Smidt Kevin P., Massey Patrick
Ochsner LSU Health
LSU Health
Fractures of the fifth metatarsal are common injuries that must be recognized and treated appropriately to avoid poor clinical outcomes for the patient. Since orthopedic surgeon Sir Robert Jones first described these fractures in 1902, there has been an abundance of literature focused on the proximal aspect of the fifth metacarpal due to its tendency towards poor bone healing. Nevertheless, it is critical that the clinician recognizes all injury patterns of the fifth metatarsal and initiate the appropriate treatment plan or referral process to avoid potential complications. Classified by Lawrence and Bottle, the base, or proximal aspect, of the fifth metatarsal is broken up into three anatomical zones: zone 1, the tuberosity; zone 2, the metaphyseal-diaphyseal junction; and zone 3, the diaphyseal area within 1.5 cm of the tuberosity. Fractures through zone 1 are called pseudo-Jones fractures, and fractures through zone 2 are referred to as Jones fractures. Additionally, a patient may sustain a shaft fracture greater than 1.5 cm distal to the tuberosity, a long spiral fracture extending into the distal metaphyseal area, the so-called dancer's fracture, or a stress fracture of the metatarsal. Classification of these fractures is crucial to making management decisions. Metaphyseal arteries and diaphyseal nutrient arteries provide the blood supply to the fifth metatarsal base. A vascular watershed area exists in zone 2, contributing to the high nonunion rates seen with these fractures.

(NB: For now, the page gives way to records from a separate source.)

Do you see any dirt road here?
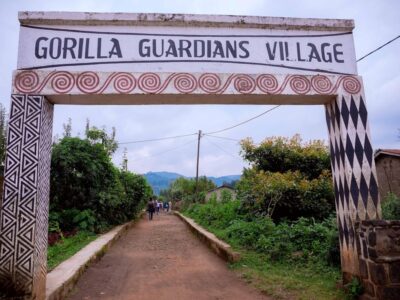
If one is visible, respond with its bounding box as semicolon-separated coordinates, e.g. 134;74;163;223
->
69;214;268;300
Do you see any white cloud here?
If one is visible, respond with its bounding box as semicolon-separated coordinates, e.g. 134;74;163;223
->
0;0;400;176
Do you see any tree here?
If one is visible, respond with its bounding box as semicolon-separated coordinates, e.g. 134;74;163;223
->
236;136;335;220
121;148;128;172
50;137;152;230
241;135;330;179
160;176;216;202
63;118;72;137
86;123;118;156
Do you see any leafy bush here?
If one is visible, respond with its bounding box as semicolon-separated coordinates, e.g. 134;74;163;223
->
241;135;330;179
237;169;335;220
50;137;152;232
236;135;335;220
185;201;340;266
382;193;400;220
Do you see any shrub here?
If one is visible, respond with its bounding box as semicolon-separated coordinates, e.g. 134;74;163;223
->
50;137;152;232
185;200;340;266
382;193;400;220
237;169;335;220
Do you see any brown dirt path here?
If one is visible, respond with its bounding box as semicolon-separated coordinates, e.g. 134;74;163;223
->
68;214;268;300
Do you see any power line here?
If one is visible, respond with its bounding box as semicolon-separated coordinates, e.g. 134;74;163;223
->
207;139;242;161
204;105;280;135
118;133;197;145
131;138;197;162
357;35;400;62
204;134;241;142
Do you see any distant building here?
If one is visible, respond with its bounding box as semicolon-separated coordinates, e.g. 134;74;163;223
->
375;149;400;199
206;185;236;202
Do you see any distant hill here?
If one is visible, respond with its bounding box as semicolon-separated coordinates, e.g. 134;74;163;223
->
144;172;240;195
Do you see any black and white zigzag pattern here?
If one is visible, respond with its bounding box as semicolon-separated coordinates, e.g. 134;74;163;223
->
0;95;53;295
326;95;380;270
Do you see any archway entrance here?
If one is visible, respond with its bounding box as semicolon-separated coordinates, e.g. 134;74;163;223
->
0;12;380;299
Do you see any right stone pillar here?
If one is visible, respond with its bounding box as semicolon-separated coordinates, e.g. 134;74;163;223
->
325;86;381;283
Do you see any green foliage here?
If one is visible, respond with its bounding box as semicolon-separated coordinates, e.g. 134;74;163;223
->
237;169;335;220
382;193;400;220
346;277;364;299
186;201;240;229
221;190;232;203
47;231;96;271
185;200;340;265
160;176;216;207
236;136;335;220
241;135;330;179
86;126;118;155
50;137;152;232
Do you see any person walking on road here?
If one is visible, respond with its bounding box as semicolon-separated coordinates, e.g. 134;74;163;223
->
147;199;155;221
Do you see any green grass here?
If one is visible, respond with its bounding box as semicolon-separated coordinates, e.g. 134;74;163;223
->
230;250;346;300
182;213;348;300
47;231;97;272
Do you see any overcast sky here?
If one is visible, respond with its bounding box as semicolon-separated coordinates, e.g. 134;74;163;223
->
0;0;400;176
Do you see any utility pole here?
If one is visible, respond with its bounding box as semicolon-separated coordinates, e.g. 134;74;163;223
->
196;130;201;194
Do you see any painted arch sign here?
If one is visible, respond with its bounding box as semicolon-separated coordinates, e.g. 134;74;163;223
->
18;19;357;74
0;12;380;299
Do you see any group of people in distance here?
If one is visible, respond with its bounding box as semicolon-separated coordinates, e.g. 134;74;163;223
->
147;199;172;221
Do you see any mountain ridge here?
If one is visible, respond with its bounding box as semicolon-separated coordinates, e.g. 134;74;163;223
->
143;171;241;195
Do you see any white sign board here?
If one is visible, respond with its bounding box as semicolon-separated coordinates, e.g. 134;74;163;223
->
18;13;357;74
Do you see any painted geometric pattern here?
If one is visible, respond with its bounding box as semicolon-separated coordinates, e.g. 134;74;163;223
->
325;94;381;253
14;71;361;95
0;95;52;293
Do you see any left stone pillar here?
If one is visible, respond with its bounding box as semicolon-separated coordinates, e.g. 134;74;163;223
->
0;94;53;299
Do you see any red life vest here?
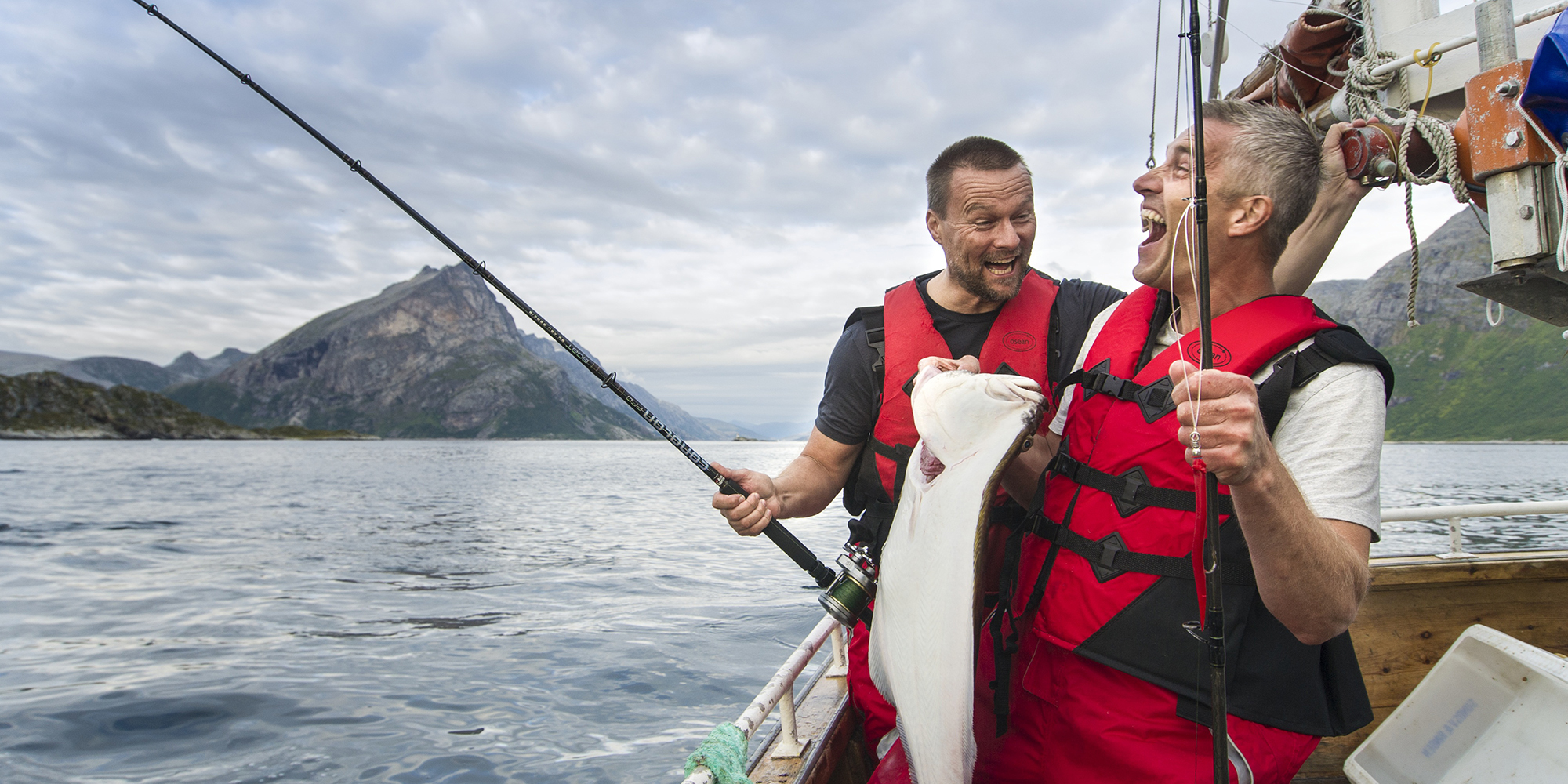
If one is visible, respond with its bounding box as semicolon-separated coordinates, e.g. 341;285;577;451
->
872;270;1057;499
844;271;1057;746
1016;287;1370;735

第五跖骨骨折是常见的损伤,必须得到正确的诊断和治疗,以避免给患者带来不良的临床后果。自1902年骨科医生罗伯特·琼斯爵士首次描述这些骨折以来,由于第五跖骨近端愈合不良的倾向,已有大量文献聚焦于此。然而,临床医生必须识别第五跖骨的所有损伤模式,并启动适当的治疗方案或转诊流程,以避免潜在并发症。根据劳伦斯和博特尔的分类,第五跖骨的基部或近端分为三个解剖区域:区域1,粗隆部;区域2,干骺端-骨干交界处;区域3,距粗隆部1.5厘米以内的骨干区域。区域1的骨折称为假性琼斯骨折,区域2的骨折称为琼斯骨折。此外,患者可能会发生粗隆部远端大于1.5厘米的骨干骨折、延伸至远端干骺端区域的长螺旋骨折,即所谓的舞者骨折,或跖骨应力性骨折。这些骨折的分类对于制定治疗决策至关重要。干骺端动脉和骨干滋养动脉为第五跖骨基部提供血液供应。区域2存在血管分水岭区域,这导致了这些骨折的高不愈合率。